Failure to Close: An Unexpected Surgical Complication Reveals OTULIN Haploinsufficiency.

Abstract

Objective: The aim of this report is to raise awareness of a rare inborn error of immunity (IEI) that can predispose to inflammatory disease and infection risk by describing a patient case.

Methods: We reviewed clinical findings, laboratory and pathology evaluations, and genetic results.

Results: A 13-year-old female patient with a history of prematurity and spastic diplegic cerebral palsy underwent planned orthopedic procedures to correct chronic gait abnormalities. Her postoperative course was complicated by fevers associated with respiratory failure and wound dehiscence at the surgical sites. A chest computed tomography scan revealed bilateral consolidative pneumonia with parapneumonic effusions. Infectious and clinical immune evaluations were unremarkable. She had resolution of fevers and respiratory failure with broad-spectrum antibiotics; however, her wounds became progressively ulcerative and necrotic. A skin biopsy demonstrated skin ulceration with acute neutrophilic inflammation.

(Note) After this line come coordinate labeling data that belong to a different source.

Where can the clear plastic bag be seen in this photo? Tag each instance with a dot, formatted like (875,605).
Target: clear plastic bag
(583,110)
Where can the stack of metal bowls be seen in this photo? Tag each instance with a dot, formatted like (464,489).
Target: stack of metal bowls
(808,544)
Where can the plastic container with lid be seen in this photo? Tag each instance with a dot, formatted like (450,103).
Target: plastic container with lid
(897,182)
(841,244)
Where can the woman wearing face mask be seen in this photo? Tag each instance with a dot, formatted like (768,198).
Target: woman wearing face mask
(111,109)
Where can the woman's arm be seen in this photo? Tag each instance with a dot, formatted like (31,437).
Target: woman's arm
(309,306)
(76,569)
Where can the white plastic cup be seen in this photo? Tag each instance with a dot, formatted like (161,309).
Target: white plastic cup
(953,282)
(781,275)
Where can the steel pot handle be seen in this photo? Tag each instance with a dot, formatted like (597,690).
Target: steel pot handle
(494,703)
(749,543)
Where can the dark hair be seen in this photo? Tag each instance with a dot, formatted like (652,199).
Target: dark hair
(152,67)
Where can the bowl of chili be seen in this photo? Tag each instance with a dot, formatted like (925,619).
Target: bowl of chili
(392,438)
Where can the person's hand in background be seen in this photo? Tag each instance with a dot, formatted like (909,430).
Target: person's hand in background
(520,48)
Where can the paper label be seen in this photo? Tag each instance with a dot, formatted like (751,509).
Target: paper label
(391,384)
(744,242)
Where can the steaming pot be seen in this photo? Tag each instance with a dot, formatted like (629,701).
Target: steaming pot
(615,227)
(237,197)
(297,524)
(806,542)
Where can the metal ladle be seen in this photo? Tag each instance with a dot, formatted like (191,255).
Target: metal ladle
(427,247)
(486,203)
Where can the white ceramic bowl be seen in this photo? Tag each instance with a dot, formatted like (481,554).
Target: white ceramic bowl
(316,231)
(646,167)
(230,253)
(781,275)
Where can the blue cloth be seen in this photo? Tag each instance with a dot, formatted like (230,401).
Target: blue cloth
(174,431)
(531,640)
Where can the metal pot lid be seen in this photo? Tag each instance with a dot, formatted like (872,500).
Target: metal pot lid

She was started on glucocorticoids and infliximab infusions with prompt improvement in wound healing. Subsequently, a clinical genetic panel revealed a heterozygous variant in OTULIN c.787C>T, p.Arg263Trp, located at the same amino acid previously reported in OTULIN haploinsufficiency. OTULIN haploinsufficiency is a rare IEI that predisposes to life-threatening necrosis of the skin and lungs, often in response to Staphylococcus aureus infection.

Conclusion: OTULIN haploinsufficiency predisposes to increased susceptibility to infections and tissue-specific necrosis often triggered by infection. Recognition of this rare IEI is important because patients with OTULIN haploinsufficiency may require combined antibiotic and immunomodulatory therapy.